Милана не шевельнулась. Даже не повернула головы. Она сидела всё в той же позе, и только лёгкое движение губ показало, что она услышала.
Штальберг это проигнорировал с мастерством, которое оттачивалось годами светских раутов. Он начал представление, и в его исполнении это было шоу одного актёра.
Зиновьева, Тарасов, Ордынская, Величко…
Раскатова скучала. И тут Штальберг произнёс:
— А это — наш главный бриллиант! — барон сделал шаг в сторону, как конферансье, освобождающий сцену для звезды, и жестом фокусника указал на меня. — Илья Григорьевич Разумовский. Гений. Лучший диагност поколения.
Милана медленно повернула голову.
Потом — так же медленно, с той выверенной грацией, которая бывает у людей, привыкших к камерам и объективам, — подняла руку и сняла очки.
Глаза.
Я, конечно, видел разные глаза. Но глаза Миланы Раскатовой были из другой категории.

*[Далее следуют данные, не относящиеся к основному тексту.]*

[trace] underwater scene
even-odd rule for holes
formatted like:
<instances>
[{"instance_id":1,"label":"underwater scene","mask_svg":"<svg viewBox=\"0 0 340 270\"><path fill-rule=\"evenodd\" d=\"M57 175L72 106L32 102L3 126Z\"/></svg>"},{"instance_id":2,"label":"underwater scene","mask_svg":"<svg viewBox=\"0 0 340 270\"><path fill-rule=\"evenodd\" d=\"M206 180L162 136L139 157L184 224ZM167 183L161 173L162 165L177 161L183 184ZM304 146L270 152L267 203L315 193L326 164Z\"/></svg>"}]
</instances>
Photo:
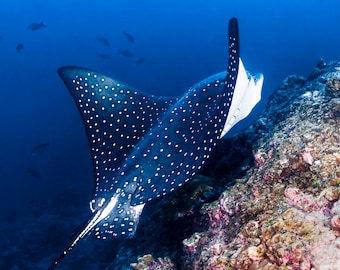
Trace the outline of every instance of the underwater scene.
<instances>
[{"instance_id":1,"label":"underwater scene","mask_svg":"<svg viewBox=\"0 0 340 270\"><path fill-rule=\"evenodd\" d=\"M0 269L340 269L339 10L1 0Z\"/></svg>"}]
</instances>

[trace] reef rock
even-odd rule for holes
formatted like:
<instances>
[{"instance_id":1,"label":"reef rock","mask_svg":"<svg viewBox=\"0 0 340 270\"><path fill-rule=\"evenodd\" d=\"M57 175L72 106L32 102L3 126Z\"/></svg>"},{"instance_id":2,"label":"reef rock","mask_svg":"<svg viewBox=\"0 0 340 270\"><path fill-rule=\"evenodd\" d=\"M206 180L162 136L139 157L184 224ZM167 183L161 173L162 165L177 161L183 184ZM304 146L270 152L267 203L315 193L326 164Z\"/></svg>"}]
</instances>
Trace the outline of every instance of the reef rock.
<instances>
[{"instance_id":1,"label":"reef rock","mask_svg":"<svg viewBox=\"0 0 340 270\"><path fill-rule=\"evenodd\" d=\"M268 127L255 134L255 166L208 206L205 241L185 249L182 269L340 269L339 82L332 62L272 95L245 131Z\"/></svg>"},{"instance_id":2,"label":"reef rock","mask_svg":"<svg viewBox=\"0 0 340 270\"><path fill-rule=\"evenodd\" d=\"M340 62L283 81L236 137L251 142L253 162L225 171L227 188L193 211L199 229L183 239L178 269L340 269L339 97Z\"/></svg>"}]
</instances>

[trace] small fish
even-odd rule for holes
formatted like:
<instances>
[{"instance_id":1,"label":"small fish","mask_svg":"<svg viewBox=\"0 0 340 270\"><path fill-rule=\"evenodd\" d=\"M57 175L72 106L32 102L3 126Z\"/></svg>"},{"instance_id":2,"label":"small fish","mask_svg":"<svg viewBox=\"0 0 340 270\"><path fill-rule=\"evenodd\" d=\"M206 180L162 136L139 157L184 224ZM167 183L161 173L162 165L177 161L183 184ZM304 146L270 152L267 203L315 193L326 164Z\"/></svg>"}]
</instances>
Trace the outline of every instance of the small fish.
<instances>
[{"instance_id":1,"label":"small fish","mask_svg":"<svg viewBox=\"0 0 340 270\"><path fill-rule=\"evenodd\" d=\"M136 64L137 64L137 65L144 64L145 62L146 62L146 58L144 58L144 57L139 57L139 58L136 60Z\"/></svg>"},{"instance_id":2,"label":"small fish","mask_svg":"<svg viewBox=\"0 0 340 270\"><path fill-rule=\"evenodd\" d=\"M131 43L135 42L135 38L131 34L126 32L125 30L122 33L128 41L130 41Z\"/></svg>"},{"instance_id":3,"label":"small fish","mask_svg":"<svg viewBox=\"0 0 340 270\"><path fill-rule=\"evenodd\" d=\"M46 25L41 22L41 23L31 23L27 29L28 30L32 30L32 31L36 31L36 30L39 30L40 28L43 28L43 27L46 27Z\"/></svg>"},{"instance_id":4,"label":"small fish","mask_svg":"<svg viewBox=\"0 0 340 270\"><path fill-rule=\"evenodd\" d=\"M4 37L0 36L0 41L2 41L4 39Z\"/></svg>"},{"instance_id":5,"label":"small fish","mask_svg":"<svg viewBox=\"0 0 340 270\"><path fill-rule=\"evenodd\" d=\"M99 38L97 38L97 41L99 43L103 44L106 47L110 46L110 41L107 38L105 38L105 37L99 37Z\"/></svg>"},{"instance_id":6,"label":"small fish","mask_svg":"<svg viewBox=\"0 0 340 270\"><path fill-rule=\"evenodd\" d=\"M132 57L133 53L131 51L128 50L118 50L118 54L121 54L125 57Z\"/></svg>"},{"instance_id":7,"label":"small fish","mask_svg":"<svg viewBox=\"0 0 340 270\"><path fill-rule=\"evenodd\" d=\"M43 152L45 152L46 148L49 145L50 144L48 142L40 143L40 144L36 145L32 150L32 155L33 156L41 155Z\"/></svg>"},{"instance_id":8,"label":"small fish","mask_svg":"<svg viewBox=\"0 0 340 270\"><path fill-rule=\"evenodd\" d=\"M34 178L37 178L37 179L41 178L41 175L40 175L40 173L39 173L37 170L34 170L34 169L29 168L29 169L27 170L27 172L28 172L31 176L33 176Z\"/></svg>"},{"instance_id":9,"label":"small fish","mask_svg":"<svg viewBox=\"0 0 340 270\"><path fill-rule=\"evenodd\" d=\"M199 60L198 60L199 61ZM214 146L261 99L263 75L252 77L239 58L238 23L229 22L227 72L212 75L180 97L148 95L80 67L59 75L81 114L94 164L92 217L52 262L85 238L131 238L144 205L196 175Z\"/></svg>"},{"instance_id":10,"label":"small fish","mask_svg":"<svg viewBox=\"0 0 340 270\"><path fill-rule=\"evenodd\" d=\"M18 43L18 45L17 45L17 52L19 53L19 52L21 52L21 50L24 48L24 44L22 44L22 43Z\"/></svg>"},{"instance_id":11,"label":"small fish","mask_svg":"<svg viewBox=\"0 0 340 270\"><path fill-rule=\"evenodd\" d=\"M97 53L96 56L98 58L101 58L101 59L104 59L104 60L112 59L111 56L109 54L106 54L106 53Z\"/></svg>"}]
</instances>

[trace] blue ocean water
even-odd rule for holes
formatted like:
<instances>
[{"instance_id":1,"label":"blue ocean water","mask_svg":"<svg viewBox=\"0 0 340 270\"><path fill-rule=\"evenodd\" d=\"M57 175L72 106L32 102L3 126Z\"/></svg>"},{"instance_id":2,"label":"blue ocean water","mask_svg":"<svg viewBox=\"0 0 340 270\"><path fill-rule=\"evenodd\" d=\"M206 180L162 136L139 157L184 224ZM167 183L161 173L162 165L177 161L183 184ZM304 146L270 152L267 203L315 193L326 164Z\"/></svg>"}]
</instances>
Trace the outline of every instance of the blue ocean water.
<instances>
[{"instance_id":1,"label":"blue ocean water","mask_svg":"<svg viewBox=\"0 0 340 270\"><path fill-rule=\"evenodd\" d=\"M11 228L20 235L27 217L41 217L50 207L53 213L58 207L61 212L85 207L91 199L87 139L58 67L84 66L144 92L179 95L226 69L228 21L237 17L245 67L265 76L263 101L252 121L287 75L307 76L319 58L339 58L339 8L336 0L2 0L2 232ZM46 27L28 29L40 22ZM19 52L18 44L23 45ZM33 151L45 142L46 148ZM17 260L26 252L22 243L16 245L19 238L10 237L0 247L0 261L7 258L8 269L21 265ZM19 254L17 260L8 259L8 246Z\"/></svg>"}]
</instances>

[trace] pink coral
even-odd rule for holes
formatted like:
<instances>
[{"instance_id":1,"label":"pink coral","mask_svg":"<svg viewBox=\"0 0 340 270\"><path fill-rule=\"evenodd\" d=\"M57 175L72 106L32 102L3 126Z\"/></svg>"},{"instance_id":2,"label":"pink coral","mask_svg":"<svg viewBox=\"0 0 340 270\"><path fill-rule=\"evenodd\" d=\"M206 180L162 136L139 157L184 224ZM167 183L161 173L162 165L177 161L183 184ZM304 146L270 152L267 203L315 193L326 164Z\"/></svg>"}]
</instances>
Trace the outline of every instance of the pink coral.
<instances>
[{"instance_id":1,"label":"pink coral","mask_svg":"<svg viewBox=\"0 0 340 270\"><path fill-rule=\"evenodd\" d=\"M295 206L301 210L311 212L311 211L325 211L325 207L328 205L329 201L321 196L315 198L310 194L302 192L298 188L287 188L284 192L285 197L288 199L288 203Z\"/></svg>"},{"instance_id":2,"label":"pink coral","mask_svg":"<svg viewBox=\"0 0 340 270\"><path fill-rule=\"evenodd\" d=\"M314 163L314 158L311 154L311 150L310 148L306 148L305 151L302 153L302 159L304 162L306 162L309 165L313 165Z\"/></svg>"},{"instance_id":3,"label":"pink coral","mask_svg":"<svg viewBox=\"0 0 340 270\"><path fill-rule=\"evenodd\" d=\"M254 153L254 160L257 166L262 166L265 163L264 153Z\"/></svg>"},{"instance_id":4,"label":"pink coral","mask_svg":"<svg viewBox=\"0 0 340 270\"><path fill-rule=\"evenodd\" d=\"M331 226L333 230L335 231L336 236L340 236L340 216L335 215L331 219Z\"/></svg>"},{"instance_id":5,"label":"pink coral","mask_svg":"<svg viewBox=\"0 0 340 270\"><path fill-rule=\"evenodd\" d=\"M202 234L200 233L194 233L190 238L184 239L182 242L184 250L188 253L197 252L197 248L199 247L201 236Z\"/></svg>"}]
</instances>

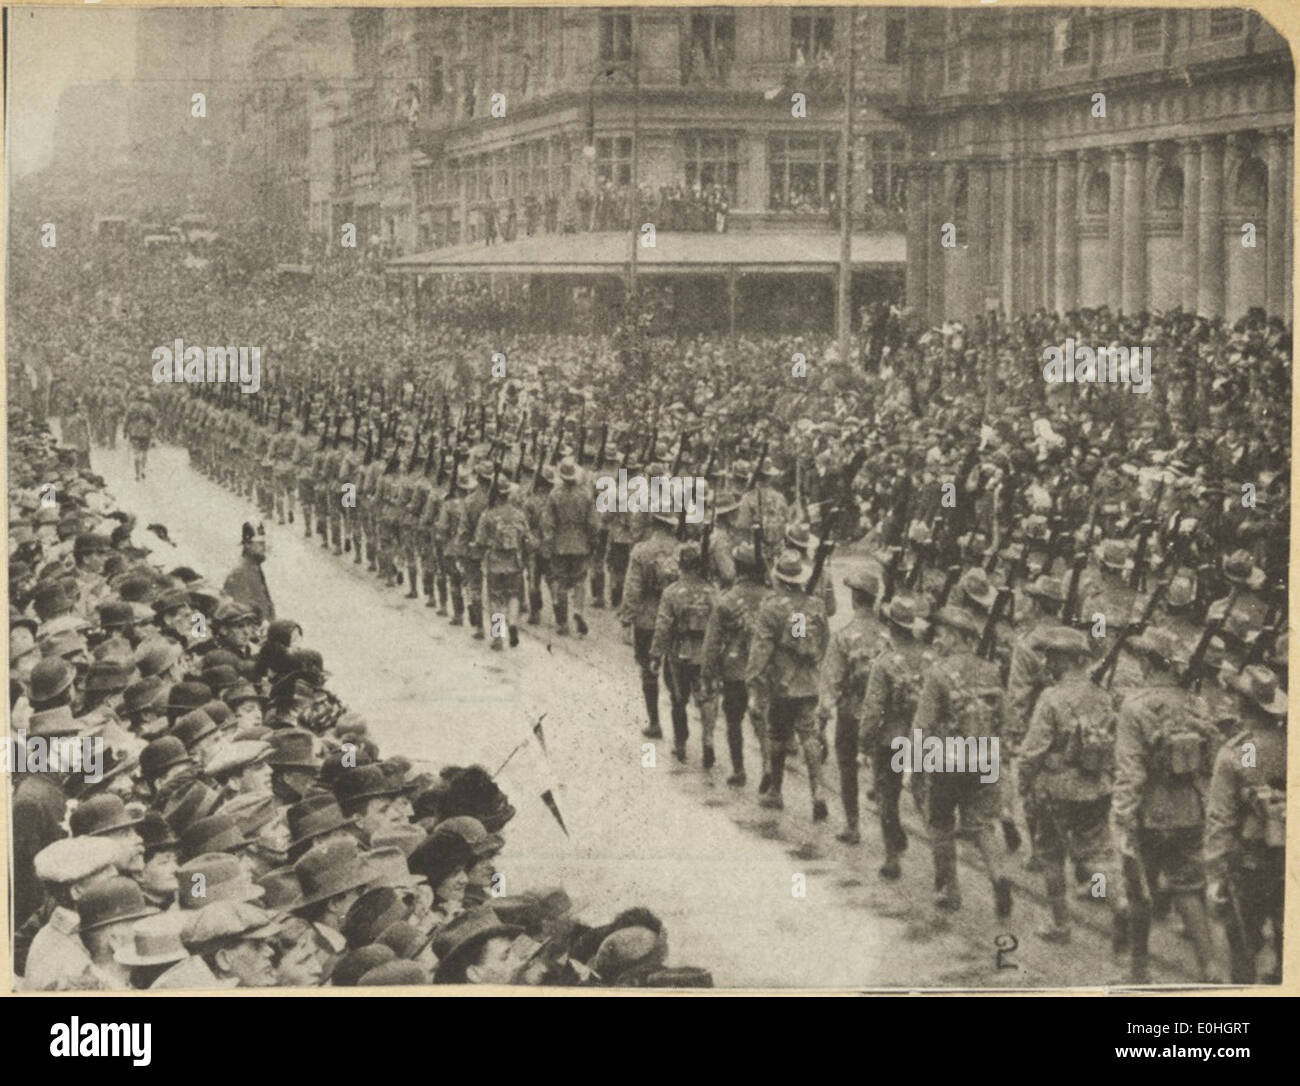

Фиалковые. Глубокие, тёмные, с тем странным, переливчатым оттенком, который мог быть результатом дорогих цветных линз, а мог быть чем-то иным, потому что в этом мире грань между косметикой и магией была тоньше больничной перегородки.
Огромные, с тяжёлыми веками и длинными, загнутыми ресницами, которые отбрасывали тени на скулы. В них была поволока, которая бывает у людей с природной харизмой. Взгляд, который обволакивает, затягивает.
Она осмотрела меня. С ног до головы, не торопясь, с тем оценивающим вниманием. Задержалась на руках — мои руки были видны, халат с короткими рукавами, предплечья, длинные пальцы хирурга, жилистые, с мозолью на указательном от скальпеля. Потом поднялась к лицу. И остановилась на глазах.
Что она там увидела, я не знаю. Но выражение её лица изменилось. Скука ушла. Безразличие треснуло, как лёд на луже. Из-под маски усталой примадонны выглянуло что-то живое и цепкое.
Я видел не звезду. Я видел человека. Усталого, нервного, загнанного человека, которому нужна помощь.
И она это поняла. Потому что люди, которые привыкли жить среди масок, мгновенно распознают отсутствие маски у других.
— Говорят, вы творите чудеса, мастер Разумовский, — произнесла она, и голос у неё оказался ниже, чем я ожидал. Грудной, чуть хрипловатый, с той лёгкой сипотцой, которая могла быть следствием усталых связок или двух пачек сигарет в день. И с ноткой иронии, тонкой, но ощутимой. — Надеюсь, это не просто рекламный слоган барона. А то у меня аллергия на рекламу.
Улыбка, которая при этом тронула её губы, была кривой, асимметричной и абсолютно непохожей на те сияющие улыбки, которые она дарила камерам со сцены. Настоящая улыбка. Усталая, немного горькая, но живая.
Я шагнул ближе, соблюдая ту дистанцию, которую медицина предписывает при первом контакте с пациентом: достаточно близко для доверия, достаточно далеко для комфорта.